For 10 quarters leading up to the New England Patriots’ regular-season finale, quarterback Tom Brady did not look like himself. And that’s putting it nicely.
Brady appeared to be in self-preservation mode from the second half of the Patriots’ Week 14 loss to the Miami Dolphins, to their Week 15 loss to the Pittsburgh Steelers and New England’s Week 16 win over the Buffalo Bills. Brady was in territory recently unfamiliar as he had something to prove Week 17 against the New York Jets.
Confidence in Brady seemed to be waning as the postseason approached. Was he hurt? Finally staring down that cliff?
Whatever it was, Brady fixed it Sunday, when he went 24-of-33 for 250 yards with four touchdowns and no interceptions in the Patriots’ 38-3 win over the Jets. There was no falling away with pressure bearing down. There were no business decisions. There were a couple of uncharacteristically inaccurate passes, but there were also dimes.
Brady seemed hesitant to throw downfield in recent weeks. In Week 16, he attempted just three passes of 10 yards or longer, and he went 0-for-3. He didn’t attempt a single pass that traveled 20-plus yards in that loss to the Bills.
Brady went 5-of-6 on intermediate passes and 2-of-6 on deep balls Sunday. He was 3-of-6 with pressure bearing down.
Let’s take a look at Brady’s four touchdown passes to serve as evidence the quarterback was in vintage form Sunday.
— Pressure wasn’t quite bearing down on Brady, but it was creeping up from the interior. He didn’t shy away, instead going through his reads and hitting running back James White on a short in pattern. White did the rest of the work.
— Brady immediately saw a matchup he liked when running back Rex Burkhead lined up across from linebacker Avery Williamson. Brady chucked the ball 30 yards in the air, hitting Burkhead in stride. This throw was longer than any of Brady’s attempts from Week 16.
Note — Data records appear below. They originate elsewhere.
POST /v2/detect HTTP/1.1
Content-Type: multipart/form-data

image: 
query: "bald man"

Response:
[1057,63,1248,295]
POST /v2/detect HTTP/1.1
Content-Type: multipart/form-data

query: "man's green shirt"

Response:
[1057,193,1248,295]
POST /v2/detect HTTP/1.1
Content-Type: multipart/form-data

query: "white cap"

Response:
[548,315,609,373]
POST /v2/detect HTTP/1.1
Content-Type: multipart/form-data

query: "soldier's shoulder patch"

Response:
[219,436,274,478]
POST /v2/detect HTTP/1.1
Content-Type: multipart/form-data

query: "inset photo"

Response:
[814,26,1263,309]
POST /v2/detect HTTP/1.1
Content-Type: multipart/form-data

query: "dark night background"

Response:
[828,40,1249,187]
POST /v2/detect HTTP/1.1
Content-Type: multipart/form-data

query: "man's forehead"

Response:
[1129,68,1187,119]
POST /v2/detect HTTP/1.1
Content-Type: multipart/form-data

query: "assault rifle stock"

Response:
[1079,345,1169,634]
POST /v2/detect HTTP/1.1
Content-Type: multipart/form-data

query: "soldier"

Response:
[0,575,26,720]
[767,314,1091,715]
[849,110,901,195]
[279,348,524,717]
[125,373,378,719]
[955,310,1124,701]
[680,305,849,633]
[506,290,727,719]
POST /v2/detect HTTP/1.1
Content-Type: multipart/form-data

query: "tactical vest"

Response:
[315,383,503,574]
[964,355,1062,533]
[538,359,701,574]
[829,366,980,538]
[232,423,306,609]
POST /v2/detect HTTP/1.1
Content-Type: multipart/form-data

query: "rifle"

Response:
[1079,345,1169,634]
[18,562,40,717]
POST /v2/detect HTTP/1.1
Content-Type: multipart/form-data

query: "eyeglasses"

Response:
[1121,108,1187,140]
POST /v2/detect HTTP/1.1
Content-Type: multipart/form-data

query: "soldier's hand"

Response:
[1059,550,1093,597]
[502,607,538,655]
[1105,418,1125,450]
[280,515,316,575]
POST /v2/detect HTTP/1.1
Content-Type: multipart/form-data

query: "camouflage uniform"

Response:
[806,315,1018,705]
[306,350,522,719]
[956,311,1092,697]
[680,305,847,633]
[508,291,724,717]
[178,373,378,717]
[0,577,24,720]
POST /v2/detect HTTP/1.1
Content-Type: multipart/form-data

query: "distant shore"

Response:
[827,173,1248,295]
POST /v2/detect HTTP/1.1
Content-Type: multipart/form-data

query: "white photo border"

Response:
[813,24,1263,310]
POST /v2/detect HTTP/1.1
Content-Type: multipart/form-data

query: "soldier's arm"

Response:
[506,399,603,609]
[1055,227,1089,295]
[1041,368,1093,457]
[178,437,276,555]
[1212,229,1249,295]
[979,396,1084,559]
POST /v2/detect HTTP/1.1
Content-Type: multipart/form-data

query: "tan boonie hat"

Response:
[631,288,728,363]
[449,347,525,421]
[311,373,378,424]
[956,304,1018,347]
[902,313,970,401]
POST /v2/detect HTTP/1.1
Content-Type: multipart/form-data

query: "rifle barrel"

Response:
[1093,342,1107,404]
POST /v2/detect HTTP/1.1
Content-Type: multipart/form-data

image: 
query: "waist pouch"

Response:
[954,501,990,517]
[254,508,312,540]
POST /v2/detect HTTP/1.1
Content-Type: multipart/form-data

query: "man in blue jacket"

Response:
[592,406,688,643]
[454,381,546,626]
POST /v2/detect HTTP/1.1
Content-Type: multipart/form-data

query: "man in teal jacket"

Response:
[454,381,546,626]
— Brady escapes from pressure, he doesn’t fall away from it. This play turned into a scramble drill, forcing wide receiver Phillip Dorsett to essentially run a second route. Brady delivered a perfect pass away from the defender on the run where only Dorsett could snag it out of the air.
— The Patriots’ offensive line did a nice job protecting Brady before he found a wide open Julian Edelman in the end zone.
Full disclosure: The Jets were without their top three cornerbacks and playing for a head coach who would be fired as soon as the team got off their plane from New England. They had nothing to play for.
But, still. Brady was pressured, and he wasn’t in self-preservation mode. If Brady was previously injured, he appeared to be feeling better Sunday. These are all good signs for the Patriots’ playoff run.
Here are other notes from our film review:
— The Patriots brought an impressive amount of pressure. It seemed linebacker Kyle Van Noy and defensive end Trey Flowers were in Jets quarterback Sam Darnold’s face all game.
— The Patriots’ run defense was as disruptive as it’s been all season. Flowers and linebacker Elandon Roberts led the way in making plays close to, behind or near the line of scrimmage. Defensive tackle Danny Shelton also had a good game standing his ground at the line.
— The Patriots were able to generate yards on the ground, but not as consistently as they were against the Bills in Week 16. If rookie running back Sony Michel had kept his balance better on a couple plays, they could have generated bigger plays.
— It was good to see Chris Hogan and Phillip Dorsett involved in the passing game. Julian Edelman continues to be the Patriots’ best offensive weapon, yet pundits are convinced he’s lost a step. Perhaps Rob Gronkowski, an example of a pass-catcher who actually has lost a stop, can get going next in the postseason.
— The Patriots’ offensive line did a nice job of protecting Brady for most of the game. It’s been a strong season for Patriots pass protectors.
— Rookie cornerback JC Jackson had his worst game of the season, and he still let up less than 60 yards. Cornerback Stephon Gilmore was dominant against Jets No. 1 wideout Robby Anderson.